#MeToo drew attention to the sexual harassment and violence faced by women across many spheres of work, both in the UK and globally. Now, we're saying #ThisIsNotWorking.
We're demanding an end to workplace harassment and asking the UK government to take action.
What are we asking the UK government to do?
In the UK, we are asking the government to:
reinstate third-party harassment laws
introduce a duty on employers to prevent harassment
In the UK, more than half of women polled by the TUC had experienced some form of sexual harassment in the workplace. The Fawcett Society’s Sex Discrimination Law Review found that women in the UK who work in retail, hospitality, and many other sectors that deal with customers and clients on a daily basis currently have little protection from their employer when facing harassment from third parties. That’s why we are campaigning to demand that the UK government reinstate third-party harassment laws and introduce a duty on employers to prevent harassment.
Globally, we are asking the UK government to:
support a legally-binding convention that protects all workers
Worldwide, between 40% and 50% of women experience sexual harassment at work, yet more than one-third of the world's countries do not have domestic laws prohibiting workplace harassment and until recently, there was no international legal standard specifically for protecting women at work from these abuses. Workplace harassment is a global problem that requires a global response.

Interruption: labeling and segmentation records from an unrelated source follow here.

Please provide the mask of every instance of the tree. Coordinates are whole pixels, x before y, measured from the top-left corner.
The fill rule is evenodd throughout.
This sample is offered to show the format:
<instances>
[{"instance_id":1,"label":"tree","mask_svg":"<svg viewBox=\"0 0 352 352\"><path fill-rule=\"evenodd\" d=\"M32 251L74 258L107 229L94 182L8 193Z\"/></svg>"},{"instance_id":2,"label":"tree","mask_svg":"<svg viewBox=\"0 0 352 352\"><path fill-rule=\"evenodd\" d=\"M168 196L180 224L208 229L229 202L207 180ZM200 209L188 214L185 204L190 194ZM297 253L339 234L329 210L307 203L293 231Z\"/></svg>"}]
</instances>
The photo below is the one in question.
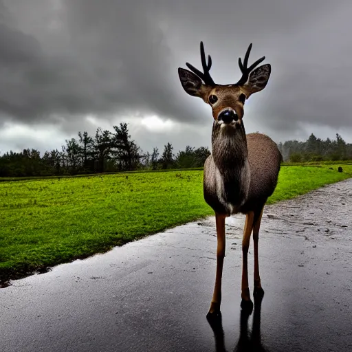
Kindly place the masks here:
<instances>
[{"instance_id":1,"label":"tree","mask_svg":"<svg viewBox=\"0 0 352 352\"><path fill-rule=\"evenodd\" d=\"M153 153L151 157L152 170L157 170L159 165L159 149L157 148L153 148Z\"/></svg>"},{"instance_id":2,"label":"tree","mask_svg":"<svg viewBox=\"0 0 352 352\"><path fill-rule=\"evenodd\" d=\"M140 148L131 140L127 124L113 126L115 134L112 139L114 153L120 170L131 170L138 168L142 157Z\"/></svg>"},{"instance_id":3,"label":"tree","mask_svg":"<svg viewBox=\"0 0 352 352\"><path fill-rule=\"evenodd\" d=\"M172 168L174 166L173 146L170 143L164 146L164 152L162 156L162 168Z\"/></svg>"},{"instance_id":4,"label":"tree","mask_svg":"<svg viewBox=\"0 0 352 352\"><path fill-rule=\"evenodd\" d=\"M87 171L89 168L93 169L93 166L91 165L89 168L89 162L93 159L94 155L94 142L93 138L88 135L88 132L84 131L82 133L78 132L79 143L81 151L81 157L82 160L82 169L83 171Z\"/></svg>"}]
</instances>

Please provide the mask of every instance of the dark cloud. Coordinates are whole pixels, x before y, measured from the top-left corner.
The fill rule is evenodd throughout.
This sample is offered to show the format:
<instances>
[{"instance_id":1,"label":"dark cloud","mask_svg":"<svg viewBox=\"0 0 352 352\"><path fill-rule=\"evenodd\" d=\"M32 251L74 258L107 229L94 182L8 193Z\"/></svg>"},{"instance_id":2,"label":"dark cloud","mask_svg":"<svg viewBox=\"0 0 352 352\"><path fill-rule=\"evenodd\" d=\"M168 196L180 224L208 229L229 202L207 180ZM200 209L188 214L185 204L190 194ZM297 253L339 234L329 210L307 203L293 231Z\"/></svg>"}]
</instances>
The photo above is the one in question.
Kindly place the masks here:
<instances>
[{"instance_id":1,"label":"dark cloud","mask_svg":"<svg viewBox=\"0 0 352 352\"><path fill-rule=\"evenodd\" d=\"M248 102L247 131L278 140L309 124L333 137L352 128L351 11L348 0L0 0L0 122L60 121L69 134L89 128L87 115L157 115L211 128L208 107L186 94L177 68L201 66L201 40L214 80L234 82L252 42L252 60L265 55L272 74Z\"/></svg>"}]
</instances>

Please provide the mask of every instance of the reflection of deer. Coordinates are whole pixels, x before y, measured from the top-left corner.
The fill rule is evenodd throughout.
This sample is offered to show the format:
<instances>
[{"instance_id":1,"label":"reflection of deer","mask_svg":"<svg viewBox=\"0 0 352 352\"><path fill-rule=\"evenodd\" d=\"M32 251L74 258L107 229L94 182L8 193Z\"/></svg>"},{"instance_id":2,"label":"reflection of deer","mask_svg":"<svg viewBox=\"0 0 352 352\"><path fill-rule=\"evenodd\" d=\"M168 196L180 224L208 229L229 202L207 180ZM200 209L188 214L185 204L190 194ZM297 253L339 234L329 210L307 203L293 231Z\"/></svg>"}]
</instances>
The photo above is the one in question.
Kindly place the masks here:
<instances>
[{"instance_id":1,"label":"reflection of deer","mask_svg":"<svg viewBox=\"0 0 352 352\"><path fill-rule=\"evenodd\" d=\"M259 226L264 205L276 186L282 156L276 144L261 133L245 134L243 107L246 99L267 85L271 67L263 65L253 69L265 57L247 67L252 44L239 64L242 77L234 85L220 85L214 82L206 63L203 43L201 57L204 73L186 63L194 73L179 68L179 76L184 90L190 96L201 98L212 109L212 154L204 164L204 198L215 212L217 250L217 274L214 294L208 314L220 313L221 276L225 256L225 219L232 214L246 214L242 242L243 271L241 307L252 311L253 303L248 287L247 256L253 230L254 243L254 291L263 289L258 263ZM202 82L203 80L203 82Z\"/></svg>"},{"instance_id":2,"label":"reflection of deer","mask_svg":"<svg viewBox=\"0 0 352 352\"><path fill-rule=\"evenodd\" d=\"M254 313L250 336L248 334L248 318L250 313L247 310L241 311L240 336L237 344L233 352L269 352L261 344L261 310L263 296L254 297ZM225 349L224 334L221 322L221 316L208 320L214 332L217 352L226 352Z\"/></svg>"}]
</instances>

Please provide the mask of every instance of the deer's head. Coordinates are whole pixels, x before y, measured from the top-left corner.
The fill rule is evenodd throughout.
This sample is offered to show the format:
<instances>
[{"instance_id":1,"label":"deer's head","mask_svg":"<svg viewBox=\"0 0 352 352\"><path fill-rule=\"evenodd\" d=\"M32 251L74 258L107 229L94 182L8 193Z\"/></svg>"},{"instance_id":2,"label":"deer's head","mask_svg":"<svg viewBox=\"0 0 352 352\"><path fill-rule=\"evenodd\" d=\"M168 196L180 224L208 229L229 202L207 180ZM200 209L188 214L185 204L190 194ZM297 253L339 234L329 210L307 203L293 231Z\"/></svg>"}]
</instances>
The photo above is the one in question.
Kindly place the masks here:
<instances>
[{"instance_id":1,"label":"deer's head","mask_svg":"<svg viewBox=\"0 0 352 352\"><path fill-rule=\"evenodd\" d=\"M257 60L253 65L247 67L252 44L250 45L242 64L239 58L239 65L242 77L237 83L228 85L217 85L209 74L212 65L210 56L208 63L204 54L204 47L201 42L201 58L204 73L192 65L186 63L187 67L192 71L179 68L179 76L181 84L186 93L192 96L201 98L212 109L212 116L215 121L223 126L230 124L236 126L241 124L244 114L244 104L246 99L253 94L263 90L267 85L271 72L269 64L259 66L253 69L265 57Z\"/></svg>"}]
</instances>

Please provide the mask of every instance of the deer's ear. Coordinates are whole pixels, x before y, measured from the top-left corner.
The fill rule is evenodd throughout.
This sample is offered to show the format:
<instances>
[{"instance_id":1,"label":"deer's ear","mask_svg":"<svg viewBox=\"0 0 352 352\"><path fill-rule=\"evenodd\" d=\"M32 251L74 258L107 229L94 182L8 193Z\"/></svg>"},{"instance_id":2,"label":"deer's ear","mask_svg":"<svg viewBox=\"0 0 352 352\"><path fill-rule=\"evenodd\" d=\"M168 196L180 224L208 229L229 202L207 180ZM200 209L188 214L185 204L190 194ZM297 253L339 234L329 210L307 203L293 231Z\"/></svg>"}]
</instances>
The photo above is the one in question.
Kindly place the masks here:
<instances>
[{"instance_id":1,"label":"deer's ear","mask_svg":"<svg viewBox=\"0 0 352 352\"><path fill-rule=\"evenodd\" d=\"M203 100L211 87L204 85L201 80L188 69L179 67L179 77L185 91L190 96L198 96Z\"/></svg>"},{"instance_id":2,"label":"deer's ear","mask_svg":"<svg viewBox=\"0 0 352 352\"><path fill-rule=\"evenodd\" d=\"M250 73L248 80L242 86L247 93L247 98L253 93L261 91L265 88L271 72L272 67L270 64L266 64L259 66Z\"/></svg>"}]
</instances>

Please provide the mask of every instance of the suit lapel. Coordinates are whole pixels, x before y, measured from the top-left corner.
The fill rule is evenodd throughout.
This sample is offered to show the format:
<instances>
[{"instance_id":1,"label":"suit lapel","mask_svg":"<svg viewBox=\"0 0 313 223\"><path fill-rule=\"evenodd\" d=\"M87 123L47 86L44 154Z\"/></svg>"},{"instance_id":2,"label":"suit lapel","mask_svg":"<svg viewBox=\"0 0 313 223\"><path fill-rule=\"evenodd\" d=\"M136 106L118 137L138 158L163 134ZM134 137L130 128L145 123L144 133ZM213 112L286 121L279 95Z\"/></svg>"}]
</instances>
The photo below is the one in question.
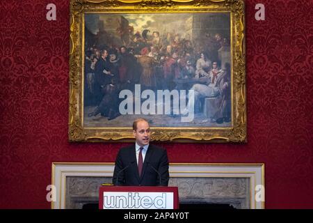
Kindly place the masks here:
<instances>
[{"instance_id":1,"label":"suit lapel","mask_svg":"<svg viewBox=\"0 0 313 223\"><path fill-rule=\"evenodd\" d=\"M147 153L145 154L145 161L143 162L143 171L141 173L141 178L140 178L141 182L143 178L143 176L145 176L147 163L150 162L150 157L152 156L152 153L153 153L153 147L152 146L149 145L147 151ZM137 172L138 172L138 171L137 171ZM138 174L138 175L139 176L139 173Z\"/></svg>"},{"instance_id":2,"label":"suit lapel","mask_svg":"<svg viewBox=\"0 0 313 223\"><path fill-rule=\"evenodd\" d=\"M138 182L140 180L139 172L138 171L138 164L137 164L137 157L136 157L136 146L134 145L132 148L131 149L130 157L131 160L134 160L135 163L131 166L133 169L133 172L135 173L135 176L137 178Z\"/></svg>"}]
</instances>

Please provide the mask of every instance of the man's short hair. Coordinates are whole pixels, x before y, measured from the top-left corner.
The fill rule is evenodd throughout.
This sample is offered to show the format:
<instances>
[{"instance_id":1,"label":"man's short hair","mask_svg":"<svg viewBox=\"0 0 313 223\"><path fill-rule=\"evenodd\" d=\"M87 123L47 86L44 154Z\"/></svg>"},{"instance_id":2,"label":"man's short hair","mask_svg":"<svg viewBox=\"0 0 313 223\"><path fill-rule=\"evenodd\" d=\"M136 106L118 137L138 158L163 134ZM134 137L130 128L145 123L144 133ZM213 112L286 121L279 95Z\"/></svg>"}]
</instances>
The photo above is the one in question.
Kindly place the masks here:
<instances>
[{"instance_id":1,"label":"man's short hair","mask_svg":"<svg viewBox=\"0 0 313 223\"><path fill-rule=\"evenodd\" d=\"M145 120L145 118L139 118L136 119L134 123L133 123L133 130L137 130L137 123L140 121L145 121L146 123L148 123L148 121L147 120Z\"/></svg>"}]
</instances>

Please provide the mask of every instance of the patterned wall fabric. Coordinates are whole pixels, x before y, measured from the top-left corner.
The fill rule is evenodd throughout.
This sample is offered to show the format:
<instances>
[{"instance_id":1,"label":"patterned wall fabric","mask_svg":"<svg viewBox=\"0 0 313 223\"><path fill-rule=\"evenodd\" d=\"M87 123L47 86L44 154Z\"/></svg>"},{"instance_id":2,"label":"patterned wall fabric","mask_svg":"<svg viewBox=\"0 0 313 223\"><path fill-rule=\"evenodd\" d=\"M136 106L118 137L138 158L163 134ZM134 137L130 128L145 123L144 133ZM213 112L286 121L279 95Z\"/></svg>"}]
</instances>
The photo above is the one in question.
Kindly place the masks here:
<instances>
[{"instance_id":1,"label":"patterned wall fabric","mask_svg":"<svg viewBox=\"0 0 313 223\"><path fill-rule=\"evenodd\" d=\"M69 0L0 1L0 208L49 208L52 162L113 162L69 143ZM266 20L255 20L255 6ZM313 208L313 1L247 0L246 144L161 144L171 162L264 162L266 207Z\"/></svg>"}]
</instances>

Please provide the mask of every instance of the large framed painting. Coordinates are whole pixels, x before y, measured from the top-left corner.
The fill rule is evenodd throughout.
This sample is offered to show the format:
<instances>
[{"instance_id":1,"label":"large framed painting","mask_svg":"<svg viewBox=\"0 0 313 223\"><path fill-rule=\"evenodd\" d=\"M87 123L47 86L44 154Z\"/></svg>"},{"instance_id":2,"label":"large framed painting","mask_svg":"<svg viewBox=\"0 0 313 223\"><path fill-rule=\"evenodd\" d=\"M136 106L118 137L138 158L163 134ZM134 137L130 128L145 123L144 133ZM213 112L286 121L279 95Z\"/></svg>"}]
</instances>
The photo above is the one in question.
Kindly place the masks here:
<instances>
[{"instance_id":1,"label":"large framed painting","mask_svg":"<svg viewBox=\"0 0 313 223\"><path fill-rule=\"evenodd\" d=\"M243 0L71 0L69 138L246 141Z\"/></svg>"}]
</instances>

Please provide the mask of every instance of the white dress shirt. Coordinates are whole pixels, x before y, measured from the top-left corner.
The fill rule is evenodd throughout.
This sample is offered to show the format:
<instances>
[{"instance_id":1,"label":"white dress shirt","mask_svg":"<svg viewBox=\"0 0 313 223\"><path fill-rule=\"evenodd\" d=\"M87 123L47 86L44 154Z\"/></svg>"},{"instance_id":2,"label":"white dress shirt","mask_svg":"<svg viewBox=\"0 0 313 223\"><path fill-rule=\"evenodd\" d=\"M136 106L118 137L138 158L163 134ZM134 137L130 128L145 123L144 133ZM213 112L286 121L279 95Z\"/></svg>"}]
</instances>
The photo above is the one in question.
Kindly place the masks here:
<instances>
[{"instance_id":1,"label":"white dress shirt","mask_svg":"<svg viewBox=\"0 0 313 223\"><path fill-rule=\"evenodd\" d=\"M137 165L138 165L138 160L139 157L139 152L141 151L141 147L138 144L137 144L137 142L136 143L136 158L137 159ZM143 147L143 151L141 153L143 154L143 163L145 162L145 154L147 153L147 148L149 147L149 144L145 145Z\"/></svg>"}]
</instances>

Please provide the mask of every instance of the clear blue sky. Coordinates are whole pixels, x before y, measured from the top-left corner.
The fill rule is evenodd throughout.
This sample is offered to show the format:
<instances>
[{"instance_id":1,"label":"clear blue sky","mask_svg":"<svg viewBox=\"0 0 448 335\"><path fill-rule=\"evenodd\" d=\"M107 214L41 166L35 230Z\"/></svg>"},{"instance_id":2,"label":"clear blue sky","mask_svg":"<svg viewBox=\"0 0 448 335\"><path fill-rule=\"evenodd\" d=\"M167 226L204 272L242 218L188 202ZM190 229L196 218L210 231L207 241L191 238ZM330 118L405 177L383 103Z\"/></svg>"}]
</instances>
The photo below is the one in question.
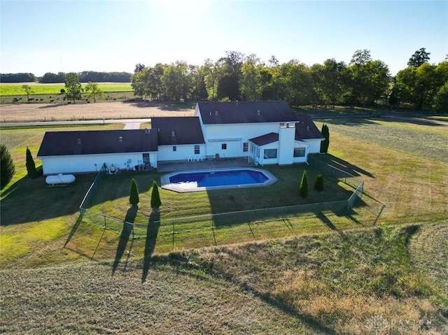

In June 2018, governments, employers’ organisations and trade unions met at the International Labour Organisation(ILO) – the UN agency in charge of enforcing labour standards – to draft a legally-binding convention to protect women from workplace harassment.
If this new global law was going to protect the world’s poorest and most vulnerable women, we needed to ensure that the draft of the convention was not watered down during the ILO negotiations this June. Through the combined efforts of our campaigns and others, states, employers, and unions agreed to the most invlusive definitions of 'worker' and 'workplace', so that all women around the world are protected.
The Convention on Ending Violence and Harassment in the World of Work was overwhelmingly adopted in June 2019.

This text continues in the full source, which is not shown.